Blechlawinen donnern auf der Kantonsstrasse an Hans Mattis (80) Haus vorbei, in dem er seit 50 Jahren wohnt. Über 7000 Fahrzeuge sind es täglich. Schnellfahrer gefährden seine Sicherheit und diejenige anderer. Der Rentner aus Reidenbach in der Gemeinde Boltigen BE kann die Simmentaler Idylle nicht geniessen.

Stattdessen kämpft er wegen des Verkehrs seit Jahren gegen die Behörden an. «Ich verlange, dass vor meinem Haus der Verkehr entlastet und weniger gerast wird», sagt er zu Blick. «Doch mit meinem Anliegen stosse ich seit über einem Jahrzehnt bei allen Verantwortlichen auf taube Ohren.» Dabei gäbe es sogar konkrete Lösungen, wie der pensionierte Landmaschinen-Verkäufer sagt: «Eine Insel oder eine Bodenwelle würde die Raserei aufhalten.»

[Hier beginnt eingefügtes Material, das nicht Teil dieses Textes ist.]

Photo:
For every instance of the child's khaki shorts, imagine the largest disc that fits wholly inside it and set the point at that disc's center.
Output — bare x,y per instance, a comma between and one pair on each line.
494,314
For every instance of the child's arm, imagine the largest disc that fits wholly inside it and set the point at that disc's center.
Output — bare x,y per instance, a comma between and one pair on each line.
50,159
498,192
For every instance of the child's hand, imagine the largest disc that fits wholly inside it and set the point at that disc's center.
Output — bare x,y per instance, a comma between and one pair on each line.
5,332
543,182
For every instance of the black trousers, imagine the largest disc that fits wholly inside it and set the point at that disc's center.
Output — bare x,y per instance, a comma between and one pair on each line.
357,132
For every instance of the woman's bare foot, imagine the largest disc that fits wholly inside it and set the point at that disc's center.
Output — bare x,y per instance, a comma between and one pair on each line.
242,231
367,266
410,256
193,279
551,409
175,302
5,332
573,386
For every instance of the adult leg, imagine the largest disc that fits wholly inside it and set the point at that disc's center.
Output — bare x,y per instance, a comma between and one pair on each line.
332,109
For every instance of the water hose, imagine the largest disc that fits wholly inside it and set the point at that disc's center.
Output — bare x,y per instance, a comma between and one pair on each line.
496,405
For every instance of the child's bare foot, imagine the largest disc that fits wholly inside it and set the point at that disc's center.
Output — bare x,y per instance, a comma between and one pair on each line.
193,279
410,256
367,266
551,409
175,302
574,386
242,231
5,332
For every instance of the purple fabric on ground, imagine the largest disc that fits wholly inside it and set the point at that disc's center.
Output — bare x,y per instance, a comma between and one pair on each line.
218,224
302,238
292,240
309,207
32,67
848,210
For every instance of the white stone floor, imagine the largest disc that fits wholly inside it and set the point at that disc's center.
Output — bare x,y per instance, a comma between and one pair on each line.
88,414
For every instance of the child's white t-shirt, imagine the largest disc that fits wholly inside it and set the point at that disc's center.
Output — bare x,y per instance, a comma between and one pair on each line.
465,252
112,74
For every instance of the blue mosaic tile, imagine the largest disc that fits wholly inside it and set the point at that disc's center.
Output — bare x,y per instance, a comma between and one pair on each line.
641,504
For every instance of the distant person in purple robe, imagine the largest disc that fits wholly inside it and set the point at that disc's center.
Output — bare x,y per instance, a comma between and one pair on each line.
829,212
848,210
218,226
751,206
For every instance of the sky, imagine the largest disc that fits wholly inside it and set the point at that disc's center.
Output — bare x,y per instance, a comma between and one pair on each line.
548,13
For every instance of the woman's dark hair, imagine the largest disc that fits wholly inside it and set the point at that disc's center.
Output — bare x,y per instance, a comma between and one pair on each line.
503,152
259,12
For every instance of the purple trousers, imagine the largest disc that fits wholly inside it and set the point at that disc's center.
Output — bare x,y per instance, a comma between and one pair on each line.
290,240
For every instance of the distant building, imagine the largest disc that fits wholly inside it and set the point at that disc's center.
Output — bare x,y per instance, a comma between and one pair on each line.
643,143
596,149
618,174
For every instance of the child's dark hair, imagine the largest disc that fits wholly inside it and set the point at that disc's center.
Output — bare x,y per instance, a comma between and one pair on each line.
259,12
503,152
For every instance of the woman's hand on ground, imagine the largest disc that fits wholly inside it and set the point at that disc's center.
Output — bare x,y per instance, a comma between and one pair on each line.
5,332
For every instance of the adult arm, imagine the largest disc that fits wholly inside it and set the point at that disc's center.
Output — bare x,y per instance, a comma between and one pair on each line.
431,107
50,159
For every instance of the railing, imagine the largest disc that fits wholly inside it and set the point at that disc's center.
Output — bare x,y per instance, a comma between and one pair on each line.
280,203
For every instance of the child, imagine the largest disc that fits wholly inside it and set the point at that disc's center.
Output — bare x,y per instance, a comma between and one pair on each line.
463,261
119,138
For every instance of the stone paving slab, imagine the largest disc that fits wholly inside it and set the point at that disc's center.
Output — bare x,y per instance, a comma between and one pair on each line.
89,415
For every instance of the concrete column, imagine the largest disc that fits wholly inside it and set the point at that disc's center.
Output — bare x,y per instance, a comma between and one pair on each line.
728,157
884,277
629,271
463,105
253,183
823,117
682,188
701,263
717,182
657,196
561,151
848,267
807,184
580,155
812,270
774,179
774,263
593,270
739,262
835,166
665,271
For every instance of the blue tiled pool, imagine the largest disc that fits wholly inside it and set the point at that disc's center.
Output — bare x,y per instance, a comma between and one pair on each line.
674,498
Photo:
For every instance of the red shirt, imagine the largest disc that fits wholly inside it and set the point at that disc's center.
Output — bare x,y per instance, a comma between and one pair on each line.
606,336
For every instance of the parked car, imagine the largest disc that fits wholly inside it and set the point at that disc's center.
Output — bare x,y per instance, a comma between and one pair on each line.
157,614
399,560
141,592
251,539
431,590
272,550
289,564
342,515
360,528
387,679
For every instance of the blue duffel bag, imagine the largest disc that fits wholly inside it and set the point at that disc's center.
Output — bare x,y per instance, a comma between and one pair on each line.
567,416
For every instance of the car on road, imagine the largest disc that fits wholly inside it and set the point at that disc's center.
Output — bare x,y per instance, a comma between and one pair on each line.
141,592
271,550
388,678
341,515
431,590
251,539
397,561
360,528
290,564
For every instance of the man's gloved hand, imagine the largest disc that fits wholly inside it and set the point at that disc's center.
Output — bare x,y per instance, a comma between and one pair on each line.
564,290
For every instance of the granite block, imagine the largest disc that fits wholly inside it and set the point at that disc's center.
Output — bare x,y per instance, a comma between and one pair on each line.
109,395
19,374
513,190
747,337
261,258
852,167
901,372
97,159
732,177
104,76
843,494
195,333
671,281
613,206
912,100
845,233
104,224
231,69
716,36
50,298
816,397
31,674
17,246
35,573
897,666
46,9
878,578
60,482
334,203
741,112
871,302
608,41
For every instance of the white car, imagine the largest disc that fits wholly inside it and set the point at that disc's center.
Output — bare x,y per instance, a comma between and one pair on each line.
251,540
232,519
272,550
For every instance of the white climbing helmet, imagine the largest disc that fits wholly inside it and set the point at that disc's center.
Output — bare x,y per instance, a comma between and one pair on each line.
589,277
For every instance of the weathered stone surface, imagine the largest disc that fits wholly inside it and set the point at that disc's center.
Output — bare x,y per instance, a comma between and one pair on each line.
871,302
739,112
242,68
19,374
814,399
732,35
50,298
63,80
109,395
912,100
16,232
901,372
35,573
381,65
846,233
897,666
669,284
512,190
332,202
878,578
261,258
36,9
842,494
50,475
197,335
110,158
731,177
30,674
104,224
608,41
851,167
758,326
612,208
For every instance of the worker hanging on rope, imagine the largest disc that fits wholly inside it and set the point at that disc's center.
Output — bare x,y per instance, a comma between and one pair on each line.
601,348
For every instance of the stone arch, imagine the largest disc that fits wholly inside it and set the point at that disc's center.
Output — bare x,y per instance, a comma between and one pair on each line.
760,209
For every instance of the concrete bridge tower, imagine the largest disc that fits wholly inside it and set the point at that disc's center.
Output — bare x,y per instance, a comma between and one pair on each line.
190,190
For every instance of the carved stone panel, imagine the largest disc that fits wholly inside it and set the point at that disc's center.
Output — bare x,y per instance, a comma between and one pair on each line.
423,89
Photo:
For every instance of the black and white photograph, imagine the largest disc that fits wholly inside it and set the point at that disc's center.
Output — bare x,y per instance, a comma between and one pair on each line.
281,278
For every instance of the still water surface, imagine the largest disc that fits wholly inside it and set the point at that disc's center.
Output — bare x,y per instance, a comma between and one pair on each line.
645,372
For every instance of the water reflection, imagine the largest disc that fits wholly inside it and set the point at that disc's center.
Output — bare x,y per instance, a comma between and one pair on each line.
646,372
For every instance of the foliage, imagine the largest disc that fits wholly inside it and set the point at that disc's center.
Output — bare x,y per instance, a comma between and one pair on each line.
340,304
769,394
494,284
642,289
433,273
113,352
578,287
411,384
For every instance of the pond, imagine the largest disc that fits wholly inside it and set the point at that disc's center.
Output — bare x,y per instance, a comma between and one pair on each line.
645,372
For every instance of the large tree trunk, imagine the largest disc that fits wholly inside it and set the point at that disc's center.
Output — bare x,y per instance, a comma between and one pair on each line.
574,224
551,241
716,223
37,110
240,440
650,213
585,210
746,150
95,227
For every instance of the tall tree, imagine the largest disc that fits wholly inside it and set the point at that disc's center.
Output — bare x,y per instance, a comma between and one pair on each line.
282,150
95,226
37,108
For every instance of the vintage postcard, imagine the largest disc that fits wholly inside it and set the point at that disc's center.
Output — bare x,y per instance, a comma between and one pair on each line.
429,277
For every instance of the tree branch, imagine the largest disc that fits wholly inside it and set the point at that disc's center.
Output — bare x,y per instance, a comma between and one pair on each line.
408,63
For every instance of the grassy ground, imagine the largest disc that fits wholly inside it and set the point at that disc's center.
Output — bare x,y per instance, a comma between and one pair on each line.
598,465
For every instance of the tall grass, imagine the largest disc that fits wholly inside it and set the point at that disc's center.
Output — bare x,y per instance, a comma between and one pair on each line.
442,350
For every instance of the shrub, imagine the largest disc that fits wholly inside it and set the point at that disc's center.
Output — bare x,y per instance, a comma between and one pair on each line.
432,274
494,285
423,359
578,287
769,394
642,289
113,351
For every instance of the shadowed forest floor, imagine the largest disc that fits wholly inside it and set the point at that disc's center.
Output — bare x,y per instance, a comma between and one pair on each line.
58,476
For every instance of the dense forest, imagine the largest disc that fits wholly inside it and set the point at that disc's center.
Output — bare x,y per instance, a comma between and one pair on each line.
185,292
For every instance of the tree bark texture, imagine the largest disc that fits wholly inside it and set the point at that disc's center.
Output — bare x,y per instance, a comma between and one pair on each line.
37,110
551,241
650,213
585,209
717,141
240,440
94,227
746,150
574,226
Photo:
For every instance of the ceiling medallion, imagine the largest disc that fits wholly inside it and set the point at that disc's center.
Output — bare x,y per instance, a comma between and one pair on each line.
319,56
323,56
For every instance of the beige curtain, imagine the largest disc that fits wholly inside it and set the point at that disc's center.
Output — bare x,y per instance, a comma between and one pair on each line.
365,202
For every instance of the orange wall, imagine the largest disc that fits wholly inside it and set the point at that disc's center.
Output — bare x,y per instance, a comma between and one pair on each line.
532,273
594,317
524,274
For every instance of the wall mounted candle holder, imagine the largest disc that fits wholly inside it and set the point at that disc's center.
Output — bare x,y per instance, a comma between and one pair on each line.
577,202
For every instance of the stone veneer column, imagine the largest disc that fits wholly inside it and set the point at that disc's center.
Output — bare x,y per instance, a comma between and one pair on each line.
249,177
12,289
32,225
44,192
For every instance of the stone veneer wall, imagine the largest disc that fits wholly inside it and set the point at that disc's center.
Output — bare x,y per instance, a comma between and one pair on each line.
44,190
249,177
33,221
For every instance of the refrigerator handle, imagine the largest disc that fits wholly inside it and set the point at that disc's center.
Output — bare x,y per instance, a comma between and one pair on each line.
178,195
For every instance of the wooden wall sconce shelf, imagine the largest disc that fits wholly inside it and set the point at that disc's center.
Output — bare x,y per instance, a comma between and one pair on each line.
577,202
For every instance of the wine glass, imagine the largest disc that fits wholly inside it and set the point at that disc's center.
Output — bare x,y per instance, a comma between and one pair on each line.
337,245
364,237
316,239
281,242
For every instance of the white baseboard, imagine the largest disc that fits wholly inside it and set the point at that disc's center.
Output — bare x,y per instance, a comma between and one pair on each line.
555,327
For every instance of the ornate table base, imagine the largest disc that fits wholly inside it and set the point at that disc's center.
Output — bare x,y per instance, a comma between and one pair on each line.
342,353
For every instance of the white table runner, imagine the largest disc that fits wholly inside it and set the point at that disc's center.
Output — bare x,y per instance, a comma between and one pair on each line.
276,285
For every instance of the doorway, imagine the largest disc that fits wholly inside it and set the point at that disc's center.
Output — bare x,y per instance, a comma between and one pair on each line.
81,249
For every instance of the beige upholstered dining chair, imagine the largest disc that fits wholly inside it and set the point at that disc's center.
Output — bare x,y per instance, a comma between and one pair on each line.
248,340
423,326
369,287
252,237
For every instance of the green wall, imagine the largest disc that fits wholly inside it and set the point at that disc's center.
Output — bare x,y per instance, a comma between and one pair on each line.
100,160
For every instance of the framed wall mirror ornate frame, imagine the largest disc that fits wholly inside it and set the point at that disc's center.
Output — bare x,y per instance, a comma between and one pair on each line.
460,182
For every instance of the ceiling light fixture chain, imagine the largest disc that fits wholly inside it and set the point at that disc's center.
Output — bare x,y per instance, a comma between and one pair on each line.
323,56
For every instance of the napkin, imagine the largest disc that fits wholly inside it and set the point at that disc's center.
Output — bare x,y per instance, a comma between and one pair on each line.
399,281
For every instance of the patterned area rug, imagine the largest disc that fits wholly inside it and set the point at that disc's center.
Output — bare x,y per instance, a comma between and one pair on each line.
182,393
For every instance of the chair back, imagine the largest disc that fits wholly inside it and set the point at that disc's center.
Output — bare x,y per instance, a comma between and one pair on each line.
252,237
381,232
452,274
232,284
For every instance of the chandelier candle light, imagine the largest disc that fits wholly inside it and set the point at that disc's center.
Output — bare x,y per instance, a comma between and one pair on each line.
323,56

Die Situation vor seinem Haus empfindet Matti nicht nur als nervig, sondern auch als prekär und gefährlich: «Vor einiger Zeit kam es zu einem Beinahe-Unfall zwischen einem Schüler auf dem Velo und einem Lastwagen. Ich musste es mit eigenen Augen miterleben – und habe den Bub schon unter dem LKW gesehen.»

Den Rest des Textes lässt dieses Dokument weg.